An organizational psychologist who currently heads the U.S. Department of Defense’s Defense Suicide Prevention Office has been named the chief statistician of the United States, filling the role on a permanent basis for the first time since 2019.
The Office of Management and Budget named Karin Orvis as chief statistician and the branch chief for statistical and science policy at the bureau’s Office of Information and Regulatory Affairs, first reported Jory Heckman at Federal News Network. “As OMB’s chief statistician,” Heckman wrote, “Orvis will oversee a decentralized network of federal statistical agencies, as well as lead efforts to provide statistical data, which serves as the basis for major policy decisions in and out of government.” The role of chief statistician dates back to the 1930s although the office has bounced around federal agencies and under different names since.

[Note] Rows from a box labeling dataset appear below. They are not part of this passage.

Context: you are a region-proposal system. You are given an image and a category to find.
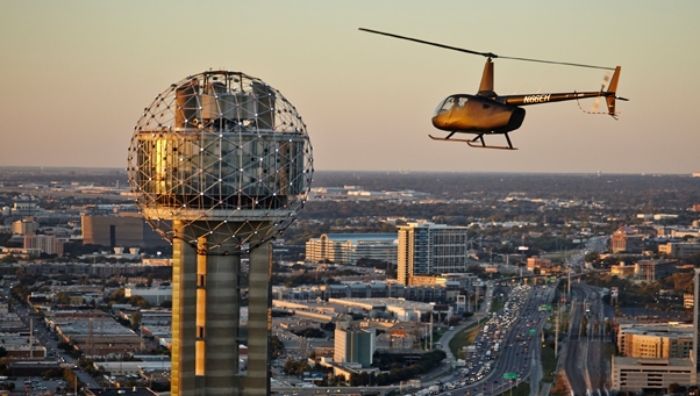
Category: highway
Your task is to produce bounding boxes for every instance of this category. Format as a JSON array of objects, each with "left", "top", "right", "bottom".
[
  {"left": 434, "top": 286, "right": 554, "bottom": 395},
  {"left": 562, "top": 284, "right": 611, "bottom": 395}
]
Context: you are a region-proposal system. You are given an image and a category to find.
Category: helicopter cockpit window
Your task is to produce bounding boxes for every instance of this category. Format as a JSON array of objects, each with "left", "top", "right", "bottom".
[{"left": 435, "top": 96, "right": 469, "bottom": 115}]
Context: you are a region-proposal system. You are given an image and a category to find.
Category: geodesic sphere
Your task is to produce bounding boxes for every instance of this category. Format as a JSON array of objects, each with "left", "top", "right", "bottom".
[{"left": 128, "top": 71, "right": 313, "bottom": 247}]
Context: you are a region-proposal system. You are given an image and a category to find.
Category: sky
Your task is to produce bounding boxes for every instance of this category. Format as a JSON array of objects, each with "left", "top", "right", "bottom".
[{"left": 0, "top": 0, "right": 700, "bottom": 173}]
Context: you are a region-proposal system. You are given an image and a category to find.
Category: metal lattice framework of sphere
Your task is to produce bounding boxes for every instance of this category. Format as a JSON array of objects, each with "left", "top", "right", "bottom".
[{"left": 128, "top": 71, "right": 313, "bottom": 248}]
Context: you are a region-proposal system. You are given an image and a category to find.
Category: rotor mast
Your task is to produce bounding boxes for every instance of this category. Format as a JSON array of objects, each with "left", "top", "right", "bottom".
[{"left": 477, "top": 57, "right": 497, "bottom": 98}]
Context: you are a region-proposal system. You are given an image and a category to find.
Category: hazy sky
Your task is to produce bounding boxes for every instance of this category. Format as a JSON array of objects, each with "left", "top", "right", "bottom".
[{"left": 0, "top": 0, "right": 700, "bottom": 173}]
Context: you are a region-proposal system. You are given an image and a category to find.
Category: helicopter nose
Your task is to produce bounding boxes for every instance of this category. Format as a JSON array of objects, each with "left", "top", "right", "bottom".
[{"left": 432, "top": 113, "right": 449, "bottom": 130}]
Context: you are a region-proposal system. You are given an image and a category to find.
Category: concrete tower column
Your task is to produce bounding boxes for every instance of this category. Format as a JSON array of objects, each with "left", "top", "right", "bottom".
[
  {"left": 243, "top": 238, "right": 272, "bottom": 395},
  {"left": 204, "top": 237, "right": 241, "bottom": 396},
  {"left": 170, "top": 220, "right": 197, "bottom": 396}
]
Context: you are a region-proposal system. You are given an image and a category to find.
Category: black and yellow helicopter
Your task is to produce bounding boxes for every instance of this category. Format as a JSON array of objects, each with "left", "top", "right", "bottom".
[{"left": 359, "top": 28, "right": 628, "bottom": 150}]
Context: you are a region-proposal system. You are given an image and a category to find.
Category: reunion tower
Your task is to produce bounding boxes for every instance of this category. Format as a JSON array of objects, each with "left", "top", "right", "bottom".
[{"left": 128, "top": 71, "right": 313, "bottom": 396}]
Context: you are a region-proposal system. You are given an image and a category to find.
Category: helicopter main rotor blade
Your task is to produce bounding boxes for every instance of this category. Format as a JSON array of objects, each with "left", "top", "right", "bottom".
[
  {"left": 357, "top": 28, "right": 498, "bottom": 58},
  {"left": 358, "top": 28, "right": 615, "bottom": 70}
]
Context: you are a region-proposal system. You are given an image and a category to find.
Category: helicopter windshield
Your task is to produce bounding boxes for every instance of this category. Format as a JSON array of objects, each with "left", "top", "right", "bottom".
[{"left": 435, "top": 95, "right": 469, "bottom": 115}]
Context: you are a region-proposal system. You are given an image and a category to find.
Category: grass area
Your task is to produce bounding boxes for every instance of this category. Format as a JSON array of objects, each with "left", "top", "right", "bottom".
[
  {"left": 501, "top": 382, "right": 530, "bottom": 396},
  {"left": 450, "top": 322, "right": 481, "bottom": 359},
  {"left": 541, "top": 345, "right": 557, "bottom": 382}
]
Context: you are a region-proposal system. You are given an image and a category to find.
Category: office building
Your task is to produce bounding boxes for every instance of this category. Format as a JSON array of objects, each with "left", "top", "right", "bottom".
[
  {"left": 634, "top": 260, "right": 678, "bottom": 282},
  {"left": 24, "top": 234, "right": 63, "bottom": 257},
  {"left": 610, "top": 227, "right": 645, "bottom": 253},
  {"left": 611, "top": 356, "right": 695, "bottom": 392},
  {"left": 659, "top": 242, "right": 700, "bottom": 259},
  {"left": 306, "top": 233, "right": 396, "bottom": 265},
  {"left": 397, "top": 223, "right": 467, "bottom": 285},
  {"left": 617, "top": 323, "right": 693, "bottom": 359},
  {"left": 12, "top": 217, "right": 39, "bottom": 236},
  {"left": 333, "top": 323, "right": 377, "bottom": 367},
  {"left": 80, "top": 212, "right": 166, "bottom": 247}
]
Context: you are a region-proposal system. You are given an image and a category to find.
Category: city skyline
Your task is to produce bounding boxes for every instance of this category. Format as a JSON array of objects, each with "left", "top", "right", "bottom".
[{"left": 0, "top": 1, "right": 700, "bottom": 173}]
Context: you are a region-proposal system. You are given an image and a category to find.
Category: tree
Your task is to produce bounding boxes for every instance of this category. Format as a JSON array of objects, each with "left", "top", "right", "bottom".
[{"left": 270, "top": 335, "right": 285, "bottom": 359}]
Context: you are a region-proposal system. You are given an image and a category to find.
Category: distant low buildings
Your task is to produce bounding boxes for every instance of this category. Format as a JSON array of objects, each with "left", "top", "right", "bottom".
[
  {"left": 634, "top": 260, "right": 678, "bottom": 282},
  {"left": 617, "top": 323, "right": 693, "bottom": 359},
  {"left": 611, "top": 356, "right": 695, "bottom": 392},
  {"left": 333, "top": 323, "right": 377, "bottom": 368},
  {"left": 610, "top": 261, "right": 635, "bottom": 278},
  {"left": 124, "top": 283, "right": 173, "bottom": 306},
  {"left": 610, "top": 227, "right": 646, "bottom": 253},
  {"left": 80, "top": 212, "right": 165, "bottom": 247},
  {"left": 659, "top": 242, "right": 700, "bottom": 259},
  {"left": 24, "top": 234, "right": 63, "bottom": 257},
  {"left": 46, "top": 311, "right": 142, "bottom": 358},
  {"left": 306, "top": 233, "right": 396, "bottom": 265}
]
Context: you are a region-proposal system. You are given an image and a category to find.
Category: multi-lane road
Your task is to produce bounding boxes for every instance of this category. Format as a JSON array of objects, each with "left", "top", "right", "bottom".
[
  {"left": 562, "top": 284, "right": 612, "bottom": 395},
  {"left": 432, "top": 286, "right": 554, "bottom": 395}
]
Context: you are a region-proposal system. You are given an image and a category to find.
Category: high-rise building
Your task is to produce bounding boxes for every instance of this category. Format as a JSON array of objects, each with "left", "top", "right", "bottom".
[
  {"left": 128, "top": 70, "right": 313, "bottom": 396},
  {"left": 333, "top": 324, "right": 377, "bottom": 367},
  {"left": 396, "top": 222, "right": 467, "bottom": 285},
  {"left": 306, "top": 233, "right": 396, "bottom": 265}
]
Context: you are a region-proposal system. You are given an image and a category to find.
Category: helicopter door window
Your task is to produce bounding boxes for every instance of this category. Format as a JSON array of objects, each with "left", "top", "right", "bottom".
[{"left": 435, "top": 96, "right": 455, "bottom": 114}]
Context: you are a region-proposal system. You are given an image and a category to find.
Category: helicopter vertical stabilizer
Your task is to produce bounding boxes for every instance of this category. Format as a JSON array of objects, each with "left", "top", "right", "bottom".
[
  {"left": 477, "top": 58, "right": 496, "bottom": 97},
  {"left": 605, "top": 66, "right": 620, "bottom": 117}
]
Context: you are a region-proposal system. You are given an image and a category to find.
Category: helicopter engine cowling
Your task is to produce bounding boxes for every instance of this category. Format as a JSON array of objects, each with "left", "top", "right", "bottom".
[{"left": 432, "top": 94, "right": 525, "bottom": 133}]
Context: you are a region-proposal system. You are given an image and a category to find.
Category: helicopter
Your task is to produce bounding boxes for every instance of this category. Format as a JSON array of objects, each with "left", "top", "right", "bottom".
[{"left": 359, "top": 28, "right": 629, "bottom": 150}]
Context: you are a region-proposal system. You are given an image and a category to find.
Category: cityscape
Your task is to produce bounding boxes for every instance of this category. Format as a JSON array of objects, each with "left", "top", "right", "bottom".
[
  {"left": 0, "top": 0, "right": 700, "bottom": 396},
  {"left": 0, "top": 168, "right": 700, "bottom": 395}
]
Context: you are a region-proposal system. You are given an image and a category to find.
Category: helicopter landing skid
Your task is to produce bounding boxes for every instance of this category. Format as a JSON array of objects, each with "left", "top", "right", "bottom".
[
  {"left": 428, "top": 134, "right": 471, "bottom": 144},
  {"left": 428, "top": 132, "right": 518, "bottom": 150}
]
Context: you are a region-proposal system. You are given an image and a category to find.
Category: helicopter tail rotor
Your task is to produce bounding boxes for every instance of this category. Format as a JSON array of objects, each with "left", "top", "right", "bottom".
[{"left": 605, "top": 66, "right": 627, "bottom": 117}]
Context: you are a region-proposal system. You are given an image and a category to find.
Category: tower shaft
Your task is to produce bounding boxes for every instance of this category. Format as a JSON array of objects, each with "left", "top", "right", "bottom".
[{"left": 170, "top": 220, "right": 272, "bottom": 396}]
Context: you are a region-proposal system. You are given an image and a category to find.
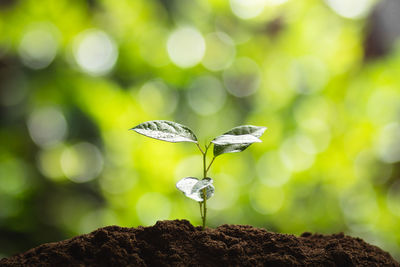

Nancy Potok, who retired in 2019, last filled the position of chief statistician on a permanent basis. Of late, economist Dominic Mancini, the deputy administrator of Office of Information and Regulatory Affairs, served as acting chief statistician. Since retirement, Potok has taken an unofficial but active role promoting the federal statistical enterprise, and along with two other former chief statisticians she described the role for the American Statistical Association’s AmStat News earlier this month:
“The chief statistician is also a bridge builder to the data communities outside the statistical system. In today’s information and evidence-building world, many statistical and information-related activities are taking place outside the federal statistical agencies. Many of these players would benefit from the decades of experience the statistical agencies have acquired and learned on such topics as standards, quality, ethics, confidentiality, and applications of data. So, in addition to looking inward at the federal statistical system, the chief statistician should also be externally facing and making sure the federal statistical viewpoint is fully represented in the evidence building and data science ecosystem.”
“I look forward to working with the leaders of the federal statistical system, including the Interagency Council on Statistical Policy, as well as other key stakeholders in both the public and private sector,” Federal News Network quoted Orvis. She will also be a member of the Biden Administration’s Equitable Data Working Group; that body released A Vision for Equitable Data last week to show federal agencies how to promote equity in federal data.
Orvis earned her doctorate and master’s degree in industrial/organizational psychology from George Mason University, and her bachelor’s in psychology from Michigan State University. Before her position leading the suicide prevention initiative for the Department of Defense, she was acting principal director of Military Community and Family Policy, and director of the Transition to Veterans Program Office. Before joining the federal government, Orvis spent four years as a university assistant professor at Old Dominion University. Her work has been published in journals such as Leadership Quarterly, Military Psychology, Journal of Applied Psychology, Journal of Business and Psychology, and the International Journal of Training and Development.